“Goodnight, Mama. I love you.”
I get this message every day around 3:30 p.m., on my cell phone. It’s my daughter saying goodnight from Italy where it is 12:30 am. When she is home, we hug each other every night as we go to bed. Or, when I go to bed, as she is a night owl.
We all need our sleep. Not a profound statement. But when you have Parkinson’s or you have a Parkinson’s patient in your home, sleep can become rare and precious. I remember getting up several times a night to check on my Burt, and find him wide awake, staring at the ceiling.
Paul, a Person With Parkinson’s (PWP), says, “I wake up 3–5 times a night.”
Sleep can be disrupted for many reasons, and problems can be categorized as trouble falling asleep or trouble staying asleep. Early morning awakening with fragmented sleep is the most common sleep problem in Parkinson’s, according to Dr. Monique Giroux, a medical resource for the Davis Phinney Foundation for Parkinson’s. Other causes of early awakening include depression, anxiety, pain, tremor, trouble moving in bed, nighttime sweats and bladder problems. Trouble falling asleep is usually caused by pain, movement problems, anxiety restless leg syndrome, watching TV or using a computer at night.
But Paul shares that he doesn’t wake up much “after vigorous exercise. I always sleep better if I’ve done a long walk or something like that during the day. Exercise is critical to staying on top; do as much as you can for as long as you can.”
This is one PWP that practices what this column has been “preaching.” Exercise is paramount in Parkinson’s for so many reasons. Sleeping better can be at the top of that list. It’s no secret what being rested can do – both for the patient and the caregiver.
Following is a “worksheet” from the Davis Phinney Foundation regarding sleep and insomnia:
Remove TV and computer from the bedroom, keep the room dark and use nightlights that can easily be turned on.
Set a routine bedtime and waking time by going to bed and getting up at the same time of day each evening and morning.
Avoid action TV shows, video games or anxiety–provoking activities (this is not the time to pay your bills!) before bed. Try relaxing music, gentle stretching, aromatherapy, meditation and massage before bed. I recall a time when I was in the hospital and a nurse gave my roommate and me massages to help us sleep. She would say, “This is to make your eyelashes go down.”
Avoid bright lights at night. Amber-tinted computer screens can reduce the impact.
Avoid stimulants such as caffeinated drinks after 3 p.m. Avoid alcohol or limit to one glass.
Avoid heavy, starchy meals or snack before bed. Try foods with tryptophan such as poultry or milk.
Take a warm bath to relax before bedtime.
Limit catnaps during the day to 10 or 20 minutes and before 3 p.m.

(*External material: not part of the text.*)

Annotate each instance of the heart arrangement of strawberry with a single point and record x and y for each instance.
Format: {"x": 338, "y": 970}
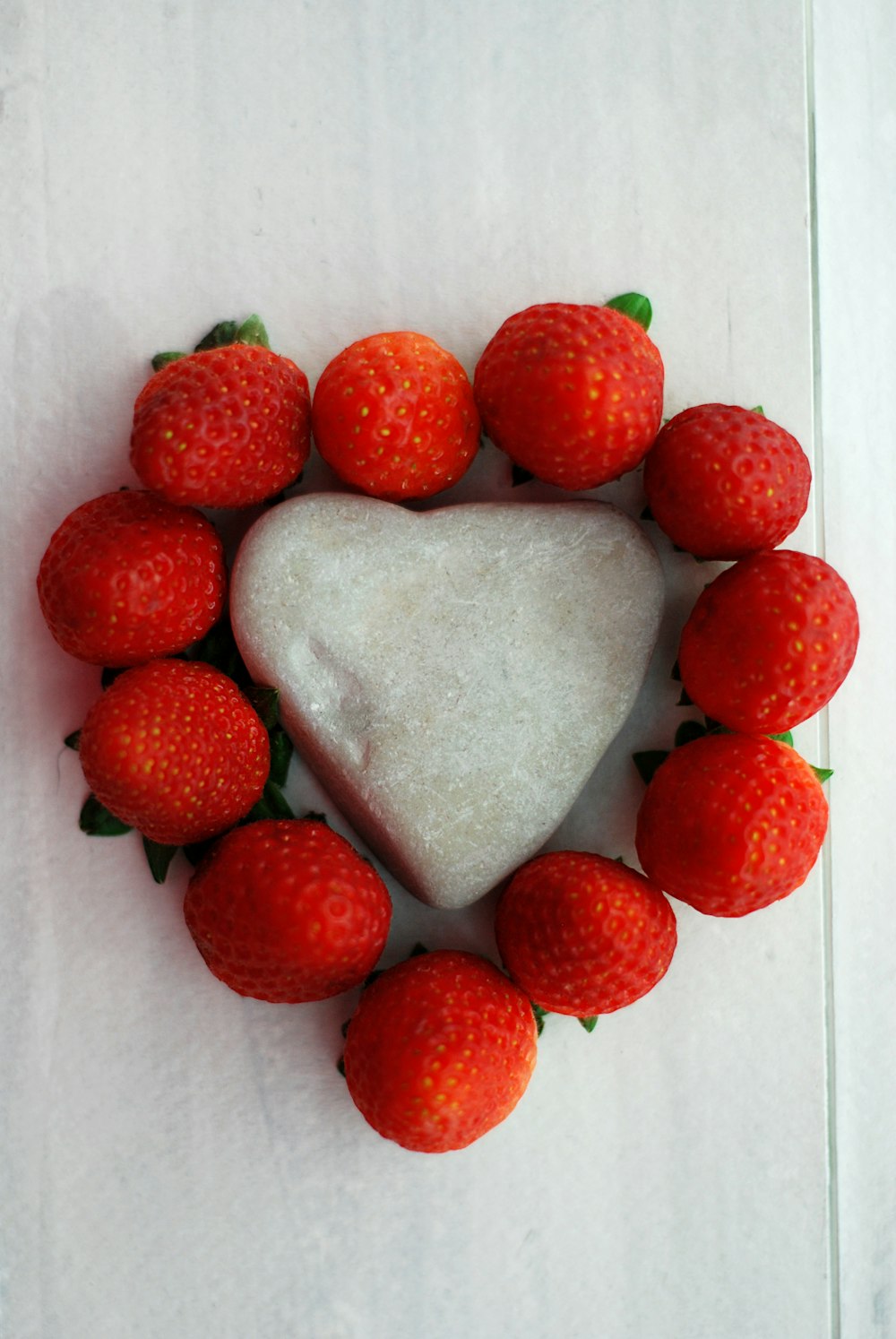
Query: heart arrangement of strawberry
{"x": 185, "y": 748}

Avoid heavy exercise at night, but do exercise daily.
Use silk pajamas or sheets if you have trouble turning.
Examine your mattress. Has it seen better days?
An occupational therapist can help with bed comfort.
A sleep study may be needed to diagnose sleep apnea if you snore.
Sleep medicines can cause daytime sleepiness, confusion and weakness. You may not need them if you develop good sleep habits.
I had a question about the use of Sinemet (carbidopa/levodopa) in relation to eating protein. We have discussed this before, but to make sure I had the right information, I called the National Parkinson’s Foundation. The answer: do not eat protein two hours before you take Sinemet, or one hour after. It compromises the efficacy of the drug.
And now, it’s time for bed. Goodnight, Daughter. I love you.